Apa pun yang dipikirkan sesungguhnya, penetapan sebagai tersangka tepat dikatakan sebagai buku halaman pertama Anas. Apabila diletakkan dalam konteks pemberantasan korupsi, kita menunggu terbukanya halamanhalaman berikutnya. Dari sisi Anas, halaman berikutnya yang sedang ditunggu adalah upaya mendudukan kasus ini secara benar dan terbuka. Dalam situasi seperti sekarang, menjadi lebih baik bila keterangan Anas mampu membantu KPK membuka kasus ini secara tuntas. 

Banyak pihak percaya, sejak kasus korupsi Hambalang mencuat ke permukaan, dalam posisi sebagai ketua umum Partai Demokrat, Anas pasti sudah mendiskusikan dengan banyak pihak. Karena itu, sebaiknya semua fakta yang diketahui disampaikan ke KPK. Dengan cara itu, KPK memiliki informasi yang komprehensif dalam melihat kasus ini. Dalam hal ini, paling tidak Anas bisa meniru langkah keluarga Mallarangeng. Ketika Andi Alifian Mallarangeng ditetapkan sebagai tersangka, mereka berupaya menjelaskan posisi Andi dan pihak lain yang terkait dan berperan dalam kasus tersebut. 

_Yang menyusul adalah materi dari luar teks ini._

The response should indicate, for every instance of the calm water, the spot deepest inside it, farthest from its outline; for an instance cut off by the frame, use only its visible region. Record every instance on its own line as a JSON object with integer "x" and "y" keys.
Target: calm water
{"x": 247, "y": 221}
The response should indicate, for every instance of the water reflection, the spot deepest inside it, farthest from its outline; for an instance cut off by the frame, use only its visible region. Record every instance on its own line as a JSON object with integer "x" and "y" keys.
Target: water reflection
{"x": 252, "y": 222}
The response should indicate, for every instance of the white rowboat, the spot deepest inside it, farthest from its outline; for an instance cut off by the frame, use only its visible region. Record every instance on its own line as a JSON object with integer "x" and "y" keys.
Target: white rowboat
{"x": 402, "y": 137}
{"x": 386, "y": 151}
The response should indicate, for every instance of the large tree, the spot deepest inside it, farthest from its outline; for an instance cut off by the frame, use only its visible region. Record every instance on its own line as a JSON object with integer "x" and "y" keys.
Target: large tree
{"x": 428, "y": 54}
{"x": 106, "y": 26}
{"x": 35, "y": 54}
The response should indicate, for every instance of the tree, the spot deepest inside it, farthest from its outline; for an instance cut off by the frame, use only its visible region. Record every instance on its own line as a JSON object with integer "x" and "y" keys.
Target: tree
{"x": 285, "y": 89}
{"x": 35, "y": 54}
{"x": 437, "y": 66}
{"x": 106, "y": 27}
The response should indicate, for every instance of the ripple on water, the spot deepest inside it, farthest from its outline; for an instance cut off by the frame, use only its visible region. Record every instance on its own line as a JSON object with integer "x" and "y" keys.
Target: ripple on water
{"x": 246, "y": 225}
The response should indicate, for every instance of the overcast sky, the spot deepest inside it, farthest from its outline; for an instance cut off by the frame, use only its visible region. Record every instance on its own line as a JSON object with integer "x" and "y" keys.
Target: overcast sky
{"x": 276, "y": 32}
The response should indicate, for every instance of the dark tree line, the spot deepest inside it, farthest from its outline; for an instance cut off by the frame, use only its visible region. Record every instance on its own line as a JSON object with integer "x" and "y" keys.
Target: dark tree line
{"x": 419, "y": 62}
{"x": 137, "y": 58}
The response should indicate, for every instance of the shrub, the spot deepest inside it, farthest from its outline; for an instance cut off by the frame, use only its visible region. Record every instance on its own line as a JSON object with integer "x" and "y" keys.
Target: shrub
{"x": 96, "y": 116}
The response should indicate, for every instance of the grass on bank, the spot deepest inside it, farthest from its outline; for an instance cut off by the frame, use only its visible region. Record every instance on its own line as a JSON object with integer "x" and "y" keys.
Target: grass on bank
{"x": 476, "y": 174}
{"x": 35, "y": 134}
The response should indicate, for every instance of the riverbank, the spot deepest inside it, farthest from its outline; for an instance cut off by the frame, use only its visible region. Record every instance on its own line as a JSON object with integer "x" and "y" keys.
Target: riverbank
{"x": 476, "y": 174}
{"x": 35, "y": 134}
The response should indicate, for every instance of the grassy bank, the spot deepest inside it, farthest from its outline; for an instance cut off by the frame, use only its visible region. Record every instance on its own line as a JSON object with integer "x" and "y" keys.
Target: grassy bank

Apalagi, Anas diyakini punya data terkait penyelewengan sejumlah kasus, termasuk dana talangan Rp6,7 triliun untuk Bank Century. Apabila tekad tersebut benar dilakukan, Anas tidak hanya membantu KPK, tetapi juga membantu menguak misteri di balik skandal bailout Bank Century. Dalam konteks itu, bayangan saya, halaman kedua buku Anas akan berisi penjelasan sistematis kasus Hambalang. Tentu saja, penjelasan tersebut hanya terbatas sekitar fakta yang diketahui Anas. 

Sementara itu, bagi KPK, status tersangka Anas hanya baru dapat ditempatkan sebagai halaman pertama. Untuk itu, KPK harus bekerja keras agar segera membuka halamanhalaman berikutnya. Paling tidak, langkah ini dilakukan untuk membuktikan bahwa status tersangka Anas hasil dari sebuah proses hukum dan jauh dari intervensi. 

Banyak pihak percaya, sekiranya mampu bergerak cepat, segala macam bentuk tuduhan yang dialamatkan ke KPK akan rontok dengan sendirinya. Kini masyarakat sedang menunggu terbukanya halamanhalaman berikutnya di balik status tersangka Anas. Yang terpenting, status tersangka bukan akhir dari segalanya. Laksana sumber bacaan, membaca buku tidak boleh berhenti di halaman pertama.